La municipalité a par ailleurs informé le SDT que Bernard Girardet avait
élu domicile dans le bâtiment viticole. Invité le 25 octobre 2013 par le SDT à
se déterminer à ce propos, le propriétaire a répondu le 7 novembre 2013 qu'il
devait être sur place pour la surveillance de son exploitation et la
commercialisation de ses vins, qu'il dormait dans le bureau et utilisait la
cuisinette ainsi que la douche-lavabo aménagés dans la cave.
D.
Le SDT a effectué une visite des lieux le 17 février 2014. Il a constaté
que Bernard Girardet logeait seul dans son bâtiment viticole, qu'il n'avait pas
réalisé de travaux à l'intérieur de ce bâtiment, et que la partie bureau avait
été aménagée en chambre à coucher. Il a vu en outre que le propriétaire
entreposait, sur une partie de ses places de parc, du matériel et diverses
machines (tracteurs, matériaux de construction, cabanon de jardin avec auvent,
cabine de chantier, etc.).
E.
Le 17 mars 2014, le SDT a communiqué à Bernard Girardet un projet de
décision ordonnant des mesures de remise en état des lieux – soit
l'interdiction d'utiliser le bâtiment viticole à des fins de logement et
l'évacuation du matériel entreposé sur les places de stationnement.
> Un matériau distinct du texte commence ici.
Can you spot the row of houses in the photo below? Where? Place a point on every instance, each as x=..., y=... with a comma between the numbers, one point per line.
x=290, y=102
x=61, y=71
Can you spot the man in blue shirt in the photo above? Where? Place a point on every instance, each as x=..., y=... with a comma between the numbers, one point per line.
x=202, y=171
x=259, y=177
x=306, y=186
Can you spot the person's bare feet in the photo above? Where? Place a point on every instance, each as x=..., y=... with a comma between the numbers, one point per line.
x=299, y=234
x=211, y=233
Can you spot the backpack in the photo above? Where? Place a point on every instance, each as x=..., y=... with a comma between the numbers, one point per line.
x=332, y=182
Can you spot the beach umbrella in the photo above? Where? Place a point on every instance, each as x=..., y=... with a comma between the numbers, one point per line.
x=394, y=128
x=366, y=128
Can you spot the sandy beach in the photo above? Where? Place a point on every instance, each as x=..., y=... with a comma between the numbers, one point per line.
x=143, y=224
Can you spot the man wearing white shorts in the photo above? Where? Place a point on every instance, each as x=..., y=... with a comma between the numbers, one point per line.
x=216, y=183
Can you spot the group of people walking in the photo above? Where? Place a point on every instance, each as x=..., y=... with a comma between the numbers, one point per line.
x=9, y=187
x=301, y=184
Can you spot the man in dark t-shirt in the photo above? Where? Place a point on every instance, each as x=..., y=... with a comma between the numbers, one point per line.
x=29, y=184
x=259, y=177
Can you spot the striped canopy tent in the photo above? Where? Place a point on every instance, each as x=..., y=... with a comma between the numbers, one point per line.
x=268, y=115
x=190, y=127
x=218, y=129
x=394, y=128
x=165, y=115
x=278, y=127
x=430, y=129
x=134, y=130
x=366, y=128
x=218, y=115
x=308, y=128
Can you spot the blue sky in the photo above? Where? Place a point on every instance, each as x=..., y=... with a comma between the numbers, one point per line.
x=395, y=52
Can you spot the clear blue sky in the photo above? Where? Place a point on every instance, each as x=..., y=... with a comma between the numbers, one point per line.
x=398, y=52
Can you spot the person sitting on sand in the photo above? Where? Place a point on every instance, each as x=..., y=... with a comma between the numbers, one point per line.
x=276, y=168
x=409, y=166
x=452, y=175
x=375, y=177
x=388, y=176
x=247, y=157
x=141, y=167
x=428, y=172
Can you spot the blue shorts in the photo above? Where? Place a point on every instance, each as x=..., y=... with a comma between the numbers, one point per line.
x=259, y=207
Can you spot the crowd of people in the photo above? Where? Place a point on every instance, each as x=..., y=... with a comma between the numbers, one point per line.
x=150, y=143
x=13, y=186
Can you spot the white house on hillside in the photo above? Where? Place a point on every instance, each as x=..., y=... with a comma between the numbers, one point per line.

Bernard
Girardet s'est déterminé le 16 avril 2014. Une nouvelle inspection locale a eu
lieu le 12 mai 2014. Le 19 août 2015, la municipalité a informé le SDT qu'elle
avait constaté que les places de stationnement pouvaient à nouveau être
utilisées par des véhicules, les matériaux entreposés ayant été déplacés.
F.
Le 15 octobre 2015, le SDT a rendu une décision dont le dispositif est
le suivant:
"A. Mesures de remise en
état des lieux
1. Interdiction d'utiliser le
bâtiment ECA n° 354 à des fins de logement et évacuation du mobilier lié au logement.
2. Déplacement du mobilier lié au
logement et des autres matériaux vers un lieu approprié.
B. Autres mesures
3. Obligation de maintenir et de
réserver les places à l'est de la parcelle n° 66 de la Commune de Lully au
stationnement de véhicules.
4. Inscription au Registre foncier
d'une mention interdisant de créer un logement à l'intérieur du bâtiment ECA n°
354, d'y installer du mobilier et du matériel qui n'est pas lié à la
viticulture et qui oblige le propriétaire à maintenir et à réserver les places
à l'est de la parcelle n° 66 de la Commune de Lully au stationnement de
véhicules.
5. Un délai au 31 mars 2016 est
imparti au propriétaire pour procéder aux mesures de remise en état ordonnées
ci-dessus.
6. Une séance de constat est
d'ores et déjà fixée, sur place, le 4 avril 2016, à 16h00, en présence du
propriétaire et celle de l'autorité communale."
G.
Le 16 novembre 2015, Bernard Girardet a adressé à la Cour de droit
administratif et public du Tribunal cantonal un recours contre la décision du
SDT du 15 octobre 2015. Il conclut à ce que les points A.1 et A.2 du dispositif
(mesures de remise en état des lieux) soient reformulés dans le sens suivant:
"1. Interdiction d'utiliser
le bâtiment ECA n° 354 à des fins de logements autres que ceux autorisés par la
LAT et évacuation du mobilier lié au logement actuel.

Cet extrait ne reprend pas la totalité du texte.